These are the key concepts you need to understand to accurately answer the question.

Understanding Statistics Education
Statistics is a crucial part of data analysis and plays a significant role in everyday decision-making. It is about collecting, analyzing, interpreting, and presenting data. In statistics education, students learn to understand data types and how to work with them. A fundamental aspect is distinguishing between different types of variables, especially discrete and continuous ones.

Knowing the difference between these variables helps in selecting appropriate methods for analysis. It also supports making accurate predictions and informed conclusions. This knowledge is foundational in fields ranging from science to economics and beyond.

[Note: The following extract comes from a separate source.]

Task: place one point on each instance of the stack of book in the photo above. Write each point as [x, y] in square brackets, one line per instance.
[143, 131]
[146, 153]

Statistics education is not just about numbers; it's about developing critical thinking and analytical skills. Understanding how data behaves lends valuable insights into patterns and trends. With practice, students can become adept at making sense of complex data sets, enhancing their ability to work in various fields.
Exploring Discrete Variables Examples
Discrete variables are those that you can count with distinct, separate values. They are often integer-valued and have no fractions or decimals between them. Whenever you count something where you can't have half or part of what you're counting, you're dealing with discrete variables.

Here are some examples to illustrate how discrete variables work:
  • Number of books on a shelf: You might have exactly 10, 11, or 12 books, but not 10.5 books.
  • Rolls of a dice: When you roll a six-sided die, the possible outcomes are 1, 2, 3, 4, 5, or 6. No intermediate values exist between these.
  • Counts of cars in a parking lot: You can count the number of cars, such as 15, 16, or 17, but not 15.3 cars.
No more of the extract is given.